O nome prove dos bonzos, monges budistas. Concretamente de Thich Quang Duc, monge budista vietnamita que se suicidou se queimando vivo em uma zona muito coincidida de Saigón o 11 de junho de 1963 . Seu método para inmolarse seria posteriormente repetido por outros.
Thich Quang Duc protestava pela opresión aos budistas sofrida a mãos do Premiê Ngo Dinh Diem. O monge manteve-se completamente imóvel enquanto era consumido pelos lumes, sem emitir nenhum tipo de sinal que advertisse de sua dor. Depois de sua morte, e de acordo à tradição, a comunidade incinerou seus restos, mas seu coração permaneceu intacto. Por conseguinte, considerou-se-lhe sagrado e foi posto baixo o cuidado do Banco Nacional do Vietname.
Casos
- O 2 de Novembro, 1965, Norman Morrison prendeu-se fogo em frente ao Pentágono como protesto pelas matanças da guerra do Vietname[1] [2]
- Em setembro de 1970, o que depois seria senador basco Joseba Elósegui, se prendeu fogo a si mesmo durante a inauguração dos Campeonatos mundiais de pelota que presidia o ditador Francisco Franco no Frontón de Anoeta (San Sebastián, Guipúzcoa).[3]
- O 11 de novembro de 1983 Sebastián Acevedo Becerra, um mineiro chileno, queimou-se ao bonzo nos degraus da catedral de Concepção, Chile para protestar pelo desaparecimento de seus filhos a mãos da CNI.[4]
- O 10 de janeiro de 1984 o jovem patriota panamenho Rolando Alberto Pérez Palomino prendeu-se fogo em frente à Embaixada dos Estados Unidos no Panamá, à qual assinalou em sua carta testamento como "uma das representações do crime e da fome de milhões de seres humanos".[5]
- Eduardo Miño morreu o 30 de novembro de 2001 em frente à Moeda em Santiago de Chile
- O 4 de julho de 2003 um homem incendiou-se ao bonzo depois de manter uma forte discussão com seu casal em uma moradia da localidade santafesina de Rafaela , província de Santa Fé , Argentina.[6]
- O 27 de agosto de 2007 um homem que se acha que tinha problemas mentais se queimou ao bonzo na praça Vermelha de Moscovo, cerca do Kremlin[7]
- O 4 de setembro de 2007 um cidadão de origem rumano aspergiu-se com gasolina e prendeu-se fogo ante a Subdelegación do Governo Espanhol em Castellón da Plana (Comunidade Valenciana, Espanha).[8] O homem que sofreu queimaduras no 70% de seu corpo, morreu o 19 de setembro no Hospital A Fé de Valencia.[9]
- O 7 de dezembro de 2007 uma mulher senegalesa queimou-se ao bonzo ante a Prefeitura de Roma em presença do presidente de seu país, Abdoulaye Wade, no que se interpretou como um gesto de protesto contra ele.
- O 30 de setembro de 2008, Ramiro Guillén Tapia, dirigente camponês do estado de Veracruz , México, queimou-se ao bonzo, em frente ao Palácio de Governo desse estado.[10] A acção esteve motivada a protestos de grupos camponeses da região que exigiam do governo uma resposta a seus problemas.

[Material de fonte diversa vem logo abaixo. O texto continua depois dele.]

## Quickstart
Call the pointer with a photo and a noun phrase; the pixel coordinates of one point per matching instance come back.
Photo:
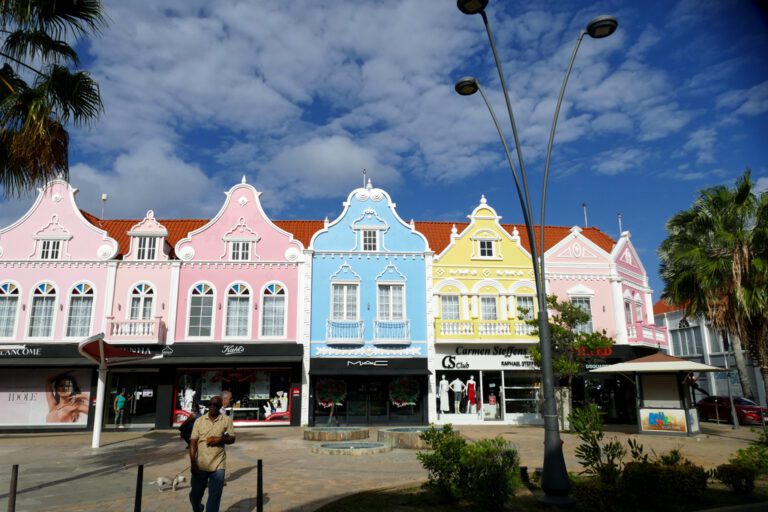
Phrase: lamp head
(467, 86)
(471, 6)
(602, 26)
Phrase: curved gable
(55, 217)
(372, 210)
(240, 219)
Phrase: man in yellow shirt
(207, 456)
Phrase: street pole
(555, 481)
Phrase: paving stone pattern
(60, 472)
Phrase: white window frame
(356, 284)
(189, 311)
(47, 248)
(18, 296)
(285, 311)
(365, 239)
(240, 250)
(492, 247)
(495, 299)
(70, 296)
(531, 314)
(458, 306)
(589, 326)
(54, 317)
(146, 248)
(391, 286)
(143, 297)
(225, 316)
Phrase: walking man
(207, 456)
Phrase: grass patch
(414, 498)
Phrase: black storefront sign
(379, 366)
(67, 353)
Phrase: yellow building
(483, 293)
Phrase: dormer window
(240, 251)
(147, 246)
(370, 240)
(486, 248)
(50, 249)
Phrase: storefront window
(521, 392)
(257, 395)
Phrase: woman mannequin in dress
(471, 394)
(443, 394)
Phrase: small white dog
(165, 482)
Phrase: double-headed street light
(554, 480)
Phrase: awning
(657, 363)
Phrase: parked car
(719, 407)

Morreu o 1° de outubro de 2008, depois de apresentar queimaduras em um 90% de seu corpo e incineração das vias respiratórias.[11]

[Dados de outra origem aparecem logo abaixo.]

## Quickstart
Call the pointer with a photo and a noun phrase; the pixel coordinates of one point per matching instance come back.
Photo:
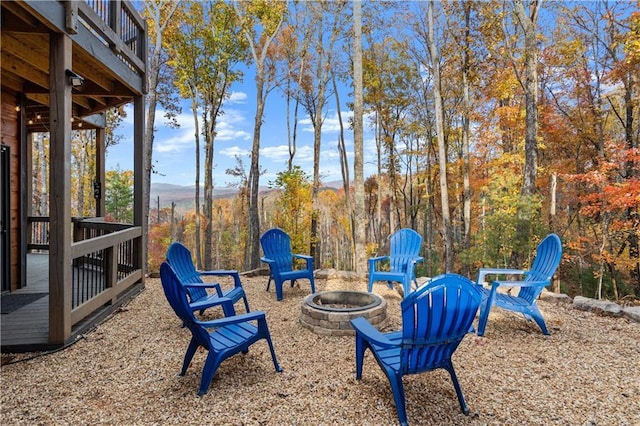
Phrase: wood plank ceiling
(24, 60)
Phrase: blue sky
(174, 149)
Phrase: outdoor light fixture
(74, 79)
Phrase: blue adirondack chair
(546, 262)
(276, 246)
(435, 319)
(404, 249)
(179, 257)
(222, 338)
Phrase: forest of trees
(496, 123)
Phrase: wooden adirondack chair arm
(223, 273)
(249, 316)
(520, 283)
(378, 258)
(226, 302)
(308, 259)
(497, 271)
(370, 333)
(215, 286)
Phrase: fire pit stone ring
(329, 313)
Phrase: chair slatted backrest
(548, 255)
(179, 257)
(276, 245)
(404, 247)
(176, 295)
(435, 318)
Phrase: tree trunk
(466, 203)
(254, 176)
(447, 232)
(358, 143)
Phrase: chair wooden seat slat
(179, 257)
(276, 246)
(404, 249)
(435, 319)
(221, 338)
(547, 260)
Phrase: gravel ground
(587, 372)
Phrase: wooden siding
(11, 138)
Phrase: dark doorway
(5, 243)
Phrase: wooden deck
(27, 329)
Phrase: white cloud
(234, 151)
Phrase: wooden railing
(120, 27)
(104, 260)
(38, 233)
(104, 263)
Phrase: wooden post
(98, 183)
(60, 189)
(140, 210)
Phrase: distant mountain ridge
(163, 194)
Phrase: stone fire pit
(328, 313)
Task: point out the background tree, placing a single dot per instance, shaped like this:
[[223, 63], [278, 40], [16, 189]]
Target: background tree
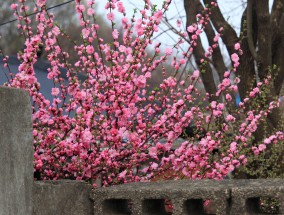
[[262, 44]]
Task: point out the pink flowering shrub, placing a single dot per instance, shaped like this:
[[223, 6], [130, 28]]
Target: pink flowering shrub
[[110, 125]]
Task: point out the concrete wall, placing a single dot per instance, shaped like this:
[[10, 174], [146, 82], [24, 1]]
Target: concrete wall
[[20, 195], [229, 197], [64, 197], [16, 152]]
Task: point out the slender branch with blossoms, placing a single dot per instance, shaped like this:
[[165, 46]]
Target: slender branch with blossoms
[[110, 125]]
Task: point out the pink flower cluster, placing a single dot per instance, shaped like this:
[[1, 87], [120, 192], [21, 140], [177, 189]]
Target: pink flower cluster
[[110, 125]]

- 20 de fevereiro do 2010. Hyderabad. Um estudante prendeu-se fogo durante um protesto na Índia em demanda da separação do estado de Telangana. Em dezembro, o governo federal tinha-se comprometido a reconhecer depois de uma greve na região, mas não se deram avanços ao respecto e desde então se registam esporádicas e fortes manifestações.[12]

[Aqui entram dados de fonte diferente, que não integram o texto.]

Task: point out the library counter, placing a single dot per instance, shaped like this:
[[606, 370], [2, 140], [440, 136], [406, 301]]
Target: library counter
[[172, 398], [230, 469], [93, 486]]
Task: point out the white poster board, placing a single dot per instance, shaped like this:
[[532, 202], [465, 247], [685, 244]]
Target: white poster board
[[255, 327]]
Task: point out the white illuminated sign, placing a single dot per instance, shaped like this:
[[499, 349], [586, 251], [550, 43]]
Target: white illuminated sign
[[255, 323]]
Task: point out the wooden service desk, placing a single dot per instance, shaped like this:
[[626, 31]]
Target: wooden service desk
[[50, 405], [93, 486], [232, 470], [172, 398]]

- 25 de Março do 2010: Uma cidadã peruana, identificada como Hilda Primitiva Córdova Ramírez (61), se suicidou ao bonzo em plena via pública, cerca de seu domicílio, localizado no bairro de Monterey, no estado de Califórnia (Estados Unidos). A mulher aspergiu-se álcool e, depois, prendeu-se fogo, ante a atónita mirada dos transeúntes. A peruana foi levada ainda com vida a um centro de saúde próximo, onde faleceu´.[13]